CA: Who are some of the writers who’ve inspired you over the years? What was the last really great novel or story that you read?
KL: Louis Sachar and Lois Lowry are writers I read as a kid who I still go back to. Stephen King made me fall in love with storytelling and taught me to prioritize the evocation of visceral, physical feeling in the reader. The work of Italo Calvino, Shirley Jackson, Stuart Dybek, Ruth Ozeki, Joy Williams, Marguerite Duras, John Steinbeck, Margaret Atwood, and the early novels of Murakami were all influential. Lucia Berlin is the latest addition to this list of writers I place on a pedestal.
There was a story in Orion last year by Geetha Iyer called “The Mongerji Letters” that I found while reading for the O. Henry Prize anthology. It’s incredibly moving, and has a delightful sense of play and charm to it—not to mention magic—that just blew me away.
I’m also super into the new series of novels by Lian Hearn, The Tale of Shikanoko. They’re historical fantasy set in medieval Japan and they move like lightning.
CA: Do you have any current projects underway? Stories? Another novel?
KL: I just finished a story for a great new lit mag called Territory; they ask writers to respond to maps. My story is about an old love affair getting stuck inside a bad tooth. It’s in response to a gorgeous Alexander von Humboldt map. And I’m in the incubation stage of another novel that will be about a homeless woman, children born in prison, and prenatal memory.
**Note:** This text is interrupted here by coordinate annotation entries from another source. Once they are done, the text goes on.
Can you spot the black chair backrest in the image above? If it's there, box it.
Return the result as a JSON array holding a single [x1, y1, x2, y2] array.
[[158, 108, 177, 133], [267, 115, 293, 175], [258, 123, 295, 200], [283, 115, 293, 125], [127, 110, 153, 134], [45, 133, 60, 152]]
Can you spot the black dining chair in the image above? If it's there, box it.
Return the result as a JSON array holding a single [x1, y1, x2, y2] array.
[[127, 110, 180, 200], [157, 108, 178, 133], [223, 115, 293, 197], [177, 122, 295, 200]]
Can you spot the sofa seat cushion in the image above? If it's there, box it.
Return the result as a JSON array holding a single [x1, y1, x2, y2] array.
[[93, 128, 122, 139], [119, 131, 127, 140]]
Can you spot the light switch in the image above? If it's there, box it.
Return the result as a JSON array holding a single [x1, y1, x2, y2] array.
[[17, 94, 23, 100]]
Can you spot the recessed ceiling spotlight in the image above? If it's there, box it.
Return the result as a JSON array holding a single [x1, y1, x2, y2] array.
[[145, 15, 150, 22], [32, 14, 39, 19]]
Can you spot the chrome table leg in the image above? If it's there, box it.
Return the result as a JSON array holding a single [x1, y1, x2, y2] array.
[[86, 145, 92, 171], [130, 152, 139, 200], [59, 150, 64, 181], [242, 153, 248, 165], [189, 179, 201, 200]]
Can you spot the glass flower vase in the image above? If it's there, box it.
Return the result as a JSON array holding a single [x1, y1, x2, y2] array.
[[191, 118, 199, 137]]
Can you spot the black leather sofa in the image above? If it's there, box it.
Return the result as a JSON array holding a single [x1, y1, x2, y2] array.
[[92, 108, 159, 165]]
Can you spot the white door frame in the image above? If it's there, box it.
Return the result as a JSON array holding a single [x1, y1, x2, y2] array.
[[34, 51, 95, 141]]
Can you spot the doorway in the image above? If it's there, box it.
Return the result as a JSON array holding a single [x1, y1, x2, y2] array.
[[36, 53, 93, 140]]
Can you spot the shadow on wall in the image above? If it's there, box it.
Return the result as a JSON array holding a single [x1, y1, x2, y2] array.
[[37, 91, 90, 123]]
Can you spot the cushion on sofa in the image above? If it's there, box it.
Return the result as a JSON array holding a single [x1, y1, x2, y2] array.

CA: Finally, if you could climb into a time machine and jump back ten years, what would you tell yourself?
KL: “Everything you want is going to take way longer to achieve than you feel it ought to, but if you keep busting your ass and paying attention and having fun and helping out where you can, you’ll get there.” (Wait, maybe I did go back in time and tell myself this.)
Kelly Luce is the author of Three Scenarios in Which Hana Sasaki Grows a Tail, which won the 2013 Foreword Review’s Editor’s Choice Prize in Fiction. She is a Contributing Editor for Electric Literature and will be a fellow at Harvard’s Radcliffe Institute for Advanced Studies during the 2016-2017 academic year. Her debut novel, Pull Me Under, is due out November 1, 2016 from Farrar, Straus and Giroux. She hails from Illinois and lives in California’s Santa Cruz mountains.
Chuck Augello is Head Editor of Cease, Cows. He lives in New Jersey with his wife, dog, two cats, and several cows that refuse to cease. His work has appeared in One Story, Juked, Hobart, Smokelong Quarterly, and other fine places. He publishes The Daily Vonnegut and contributes interviews to The Review Review. He’s currently at work on a novel.